Psychotherapeut*innen sind durch die Pandemie herausgefordert, sich deutlich mehr um existenzielle Themen zu kümmern als früher: Themen wie Einsamkeit, Isolation und Angst vor dem Tod, aber auch die Erkenntnis, dass wir nicht alles kontrollieren können, so wie wir es vielfach angenommen haben. Wir brauchen die Bereitschaft, uns auf diese existenziellen Themen einzulassen und die Patient*innen dabei mehr zu begleiten, anstatt zu meinen, dass wir „wissender“ sind als sie. Dazu gehört, sich einzugestehen, dass wir selbst Betroffene sind - und damit einen Umgang zu finden. 

Bislang haben existenzielle Themen allerdings eine viel zu geringe Rolle in der Psychotherapie gespielt - außer, wenn man sich an Yalom orientiert hat.
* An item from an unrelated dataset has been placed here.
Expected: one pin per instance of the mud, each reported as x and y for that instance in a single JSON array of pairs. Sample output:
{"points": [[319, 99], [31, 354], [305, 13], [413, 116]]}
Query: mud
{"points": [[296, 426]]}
Das war aber bislang nicht  Mainstream.

Wie kann das sein? Sind diese Themen nicht unabhängig von Pandemien bedeutsam? 

Ich denke, dass sich das historisch so entwickelt hat. Die psychodynamischen Therapien gehen auf Freud zurück. Ihm ging es um andere Themen, wie den Ödipus-Komplex. Die Verhaltenstherapie hat sich auch nicht um existentiellen Themen gekümmert, ebenso wenig wie die systemische Therapie. Das sind in Deutschland nun mal die zugelassenen Verfahren. Wenn man sich in Österreich und der Schweiz an Viktor Frankl orientiert, sieht das gleich ganz anders aus.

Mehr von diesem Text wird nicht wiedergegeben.